Una noche desperté a mi amigo con un grito feroz; yo también me
desperté y me encontré poniendo una almohada en la pared: estaba
soñando que allí había un agujero donde aparecía sonriendo un loco que
tenía en la cabeza un gorro de papel de diario. Y después de pensar
mucho en eso —no quería volver a dormirme porque tenía miedo de
repetir la pesadilla— recordé el gorro de la mamá de Ivonne.
A los pocos días
paseaba con tristeza entre las luces del centro de la ciudad, y de pronto
decidí empeñar el corazón verde para ir al cine. Esa noche, después de
la función me animé a pedirle dinero a otro amigo que tenía en Buenos
Aires; ya le debía mucho, pero ahora me arriesgaría porque tenía casi
arreglado un concierto en una ciudad vecina. Esa misma noche volví a
pensar en el gorro de la mamá de Ivonne y decidí mandarle preguntar a la
mía qué hacía aquella señora con las plumitas y el gorro de papel de
diario. Es posible que mi madre lo hubiera sabido. También le dije que yo
recordaba haber visto que la señora tironeaba algo que tenía en las
faldas y yo había pensado que desplumaba a un animalito.
Cuando vino el
dinero, rescaté el corazón verde y me fui a la ciudad vecina. Allí todo
fue bien desde el principio y pude hospedarme en un hotel cómodo. Me
habían dado una pieza con tres camas, una de matrimonio y dos de una
plaza. Yo quería una pieza para mí solo y yo podía elegir la cama que
quisiera. A la noche, después de una cena más bien exagerada, elegí la
cama de matrimonio y puse en ella las frazadas de todas las camas. Los
muebles eran de una vejez muy oscura y los espejos eran borrosos y veían
mal la luz.
La tarde que di el
primer concierto, tuve tiempo —antes que se cerraran los negocios— de
comprar libros, lápices de colores para subrayarlos y un índice muy
lindo al que después le buscaría aplicación. Apenas cené y me metí
con los libros en la cama de matrimonio, pensé en el cine y no pude
resistir a la tentación: me vestí de nuevo y fui a ver una película
vieja en que unos enamorados se daban besos largos. Era muy feliz y no
quería acostarme; fui a un café donde había un ñandú muy manso que
vagaba a pasos lentos entre las mesas. Yo estaba distraído mirándolo y
dando vuelta entre los dedos al alfiler de corbata cuando el ñandú vino
apresuradamente hacia mí, me sacó de un picotón el corazón verde y se
lo tragó. Mis ojos miraban con desesperación el alfiler bajando, como un
bulto dentro de una media, por el cuello del ñandú; hubiera querido
hacerlo correr hacia arriba; pero llegó el mozo del café y me dijo:
—No se preocupe.
—¡Pero, señor!
¡Si es un viejo recuerdo de familia!
—Escuche,
caballero —me decía el mozo levantando una mano como el vigilante que
detiene un vehículo—: el ñandú se ha tragado muchas cosas y siempre
las ha devuelto.
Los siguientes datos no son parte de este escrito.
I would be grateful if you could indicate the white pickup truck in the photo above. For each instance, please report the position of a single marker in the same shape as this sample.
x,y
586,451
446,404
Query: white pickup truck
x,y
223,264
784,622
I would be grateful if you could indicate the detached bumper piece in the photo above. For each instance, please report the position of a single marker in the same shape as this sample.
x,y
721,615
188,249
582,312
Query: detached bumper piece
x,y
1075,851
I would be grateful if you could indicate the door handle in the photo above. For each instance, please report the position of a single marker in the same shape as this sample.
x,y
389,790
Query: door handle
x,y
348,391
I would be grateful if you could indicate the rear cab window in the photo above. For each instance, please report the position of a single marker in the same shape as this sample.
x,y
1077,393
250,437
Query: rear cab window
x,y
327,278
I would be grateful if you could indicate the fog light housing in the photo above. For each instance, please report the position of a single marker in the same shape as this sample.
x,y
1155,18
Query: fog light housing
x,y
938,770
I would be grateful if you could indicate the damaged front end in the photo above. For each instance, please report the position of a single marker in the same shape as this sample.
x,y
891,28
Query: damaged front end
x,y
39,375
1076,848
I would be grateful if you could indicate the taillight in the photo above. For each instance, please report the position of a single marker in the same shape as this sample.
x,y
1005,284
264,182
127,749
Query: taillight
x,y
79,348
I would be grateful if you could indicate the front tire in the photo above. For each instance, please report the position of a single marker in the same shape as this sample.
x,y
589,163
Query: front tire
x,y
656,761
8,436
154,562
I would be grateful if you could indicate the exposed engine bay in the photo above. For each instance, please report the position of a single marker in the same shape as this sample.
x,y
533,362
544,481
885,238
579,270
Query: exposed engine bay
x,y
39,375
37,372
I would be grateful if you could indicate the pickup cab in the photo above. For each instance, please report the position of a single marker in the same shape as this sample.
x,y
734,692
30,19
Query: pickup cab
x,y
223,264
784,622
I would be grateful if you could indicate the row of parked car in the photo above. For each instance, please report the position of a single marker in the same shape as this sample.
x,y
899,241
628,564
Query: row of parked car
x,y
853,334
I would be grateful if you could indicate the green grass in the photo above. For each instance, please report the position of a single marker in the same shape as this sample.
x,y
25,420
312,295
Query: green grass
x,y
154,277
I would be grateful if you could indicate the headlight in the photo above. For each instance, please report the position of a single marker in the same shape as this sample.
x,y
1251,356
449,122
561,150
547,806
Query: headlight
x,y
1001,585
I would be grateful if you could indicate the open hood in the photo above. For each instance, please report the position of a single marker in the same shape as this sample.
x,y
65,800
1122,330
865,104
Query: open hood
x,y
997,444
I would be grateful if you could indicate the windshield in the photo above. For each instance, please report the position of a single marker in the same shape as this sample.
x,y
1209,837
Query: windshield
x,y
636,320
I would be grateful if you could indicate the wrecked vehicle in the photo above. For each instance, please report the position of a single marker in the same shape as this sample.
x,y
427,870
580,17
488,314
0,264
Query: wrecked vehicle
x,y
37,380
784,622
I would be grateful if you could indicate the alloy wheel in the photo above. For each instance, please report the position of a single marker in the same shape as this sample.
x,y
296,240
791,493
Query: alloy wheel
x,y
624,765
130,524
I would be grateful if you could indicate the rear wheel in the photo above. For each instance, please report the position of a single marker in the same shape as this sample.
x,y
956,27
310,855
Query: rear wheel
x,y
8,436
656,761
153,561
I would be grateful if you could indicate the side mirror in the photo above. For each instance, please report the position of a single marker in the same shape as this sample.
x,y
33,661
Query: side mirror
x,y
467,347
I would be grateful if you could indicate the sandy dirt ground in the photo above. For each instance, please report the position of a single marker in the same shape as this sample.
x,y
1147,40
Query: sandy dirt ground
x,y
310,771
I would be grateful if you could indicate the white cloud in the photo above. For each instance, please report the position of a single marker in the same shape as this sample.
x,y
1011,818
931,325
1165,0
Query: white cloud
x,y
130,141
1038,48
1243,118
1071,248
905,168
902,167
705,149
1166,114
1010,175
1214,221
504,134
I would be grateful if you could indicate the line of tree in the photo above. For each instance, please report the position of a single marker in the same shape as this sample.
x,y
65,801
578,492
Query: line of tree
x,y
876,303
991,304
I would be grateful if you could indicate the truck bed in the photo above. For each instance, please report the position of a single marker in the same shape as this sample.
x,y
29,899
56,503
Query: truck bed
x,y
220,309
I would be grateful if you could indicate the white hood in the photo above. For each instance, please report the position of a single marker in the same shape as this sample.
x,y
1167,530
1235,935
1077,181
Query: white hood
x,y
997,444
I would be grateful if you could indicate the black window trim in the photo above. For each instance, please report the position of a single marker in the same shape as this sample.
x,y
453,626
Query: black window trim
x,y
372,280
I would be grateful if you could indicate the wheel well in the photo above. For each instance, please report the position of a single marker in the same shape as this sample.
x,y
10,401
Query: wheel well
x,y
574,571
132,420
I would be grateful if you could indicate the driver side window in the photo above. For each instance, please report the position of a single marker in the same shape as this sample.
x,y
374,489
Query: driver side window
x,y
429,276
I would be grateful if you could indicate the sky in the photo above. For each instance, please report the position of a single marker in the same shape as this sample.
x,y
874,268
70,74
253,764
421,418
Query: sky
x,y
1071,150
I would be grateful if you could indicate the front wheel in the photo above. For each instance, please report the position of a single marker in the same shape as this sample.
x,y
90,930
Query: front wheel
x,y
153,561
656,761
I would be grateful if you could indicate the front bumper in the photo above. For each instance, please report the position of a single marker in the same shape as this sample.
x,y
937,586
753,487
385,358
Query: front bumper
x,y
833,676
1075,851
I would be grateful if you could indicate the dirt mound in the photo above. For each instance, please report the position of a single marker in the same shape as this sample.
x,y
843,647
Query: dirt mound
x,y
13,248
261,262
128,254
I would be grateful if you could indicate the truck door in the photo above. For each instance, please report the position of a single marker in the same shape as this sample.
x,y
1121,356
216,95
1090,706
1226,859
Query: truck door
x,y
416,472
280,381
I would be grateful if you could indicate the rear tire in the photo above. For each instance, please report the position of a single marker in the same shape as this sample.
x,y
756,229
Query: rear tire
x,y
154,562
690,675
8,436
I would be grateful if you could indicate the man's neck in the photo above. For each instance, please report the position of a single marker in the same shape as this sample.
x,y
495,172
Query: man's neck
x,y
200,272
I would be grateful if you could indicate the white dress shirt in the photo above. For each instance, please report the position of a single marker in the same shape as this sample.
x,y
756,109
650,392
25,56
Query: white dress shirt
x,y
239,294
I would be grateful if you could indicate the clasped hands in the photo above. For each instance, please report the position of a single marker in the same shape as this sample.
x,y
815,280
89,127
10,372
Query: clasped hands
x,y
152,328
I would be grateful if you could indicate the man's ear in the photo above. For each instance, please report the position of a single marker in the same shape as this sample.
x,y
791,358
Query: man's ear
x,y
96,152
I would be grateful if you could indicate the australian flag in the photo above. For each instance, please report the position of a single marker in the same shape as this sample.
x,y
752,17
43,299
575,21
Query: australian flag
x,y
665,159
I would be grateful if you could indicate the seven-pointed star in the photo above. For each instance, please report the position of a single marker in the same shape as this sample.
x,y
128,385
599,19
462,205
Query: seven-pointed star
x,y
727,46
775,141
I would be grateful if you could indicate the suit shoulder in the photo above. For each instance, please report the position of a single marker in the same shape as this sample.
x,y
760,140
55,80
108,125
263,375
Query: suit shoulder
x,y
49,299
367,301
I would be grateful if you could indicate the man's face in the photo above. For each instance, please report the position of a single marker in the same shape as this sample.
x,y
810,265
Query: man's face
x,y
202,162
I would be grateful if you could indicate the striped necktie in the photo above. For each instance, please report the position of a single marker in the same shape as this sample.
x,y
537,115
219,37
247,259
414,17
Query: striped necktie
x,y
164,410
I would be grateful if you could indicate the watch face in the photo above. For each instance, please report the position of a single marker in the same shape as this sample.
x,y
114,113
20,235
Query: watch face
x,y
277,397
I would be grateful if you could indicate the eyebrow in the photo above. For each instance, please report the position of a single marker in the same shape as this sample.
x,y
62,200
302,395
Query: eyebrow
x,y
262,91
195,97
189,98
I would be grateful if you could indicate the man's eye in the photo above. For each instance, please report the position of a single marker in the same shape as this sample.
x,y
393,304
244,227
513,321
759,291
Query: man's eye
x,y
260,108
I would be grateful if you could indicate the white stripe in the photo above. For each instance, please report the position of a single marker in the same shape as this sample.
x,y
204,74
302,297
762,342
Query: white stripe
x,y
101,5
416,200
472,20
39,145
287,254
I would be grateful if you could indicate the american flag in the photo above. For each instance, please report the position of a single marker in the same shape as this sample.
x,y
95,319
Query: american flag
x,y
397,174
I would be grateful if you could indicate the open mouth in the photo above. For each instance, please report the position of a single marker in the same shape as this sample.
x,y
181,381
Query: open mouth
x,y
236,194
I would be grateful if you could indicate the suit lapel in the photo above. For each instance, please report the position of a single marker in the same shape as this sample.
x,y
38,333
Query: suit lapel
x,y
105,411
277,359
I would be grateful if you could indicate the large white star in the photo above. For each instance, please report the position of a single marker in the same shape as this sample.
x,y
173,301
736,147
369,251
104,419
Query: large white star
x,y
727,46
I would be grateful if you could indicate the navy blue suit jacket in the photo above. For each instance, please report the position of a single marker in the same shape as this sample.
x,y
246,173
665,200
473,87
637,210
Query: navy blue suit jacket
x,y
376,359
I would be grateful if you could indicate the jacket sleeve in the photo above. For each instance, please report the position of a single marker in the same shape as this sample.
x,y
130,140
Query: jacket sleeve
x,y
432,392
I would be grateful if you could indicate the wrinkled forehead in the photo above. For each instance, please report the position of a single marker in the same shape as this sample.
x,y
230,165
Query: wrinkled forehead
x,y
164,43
Quédese tranquilo, que mañana o pasado yo le entregaré
su alfiler como si nada hubiera ocurrido.
Al otro día vi en
los diarios las crónicas de mis conciertos. Pero uno de ellos traía en
primera plana un título que decía: “La estadía del pianista depende
del ñandú.” Y el artículo estaba lleno de bromas.
Ese mismo día
recibí carta de mi madre en que me decía que la mamá de Ivonne hacía
cisnes de polvera, que los hacía de todos los colores y que los tironeos
serían para sacar las plumitas del paquete, porque a veces venían muy
apretadas.
Al otro día el mozo
del café me trajo el alfiler y me dijo:
—Ya le había
dicho yo, señor; el ñandú es muy serio y devuelve todo.
Para otra vez que
vaya a descansar a ese pueblito de recuerdos, tal vez me encuentre con que
la población ha aumentado; casi seguro que allí estará aquel diario
verde y los quintillizos a quienes les pinché los ojos con el alfiler.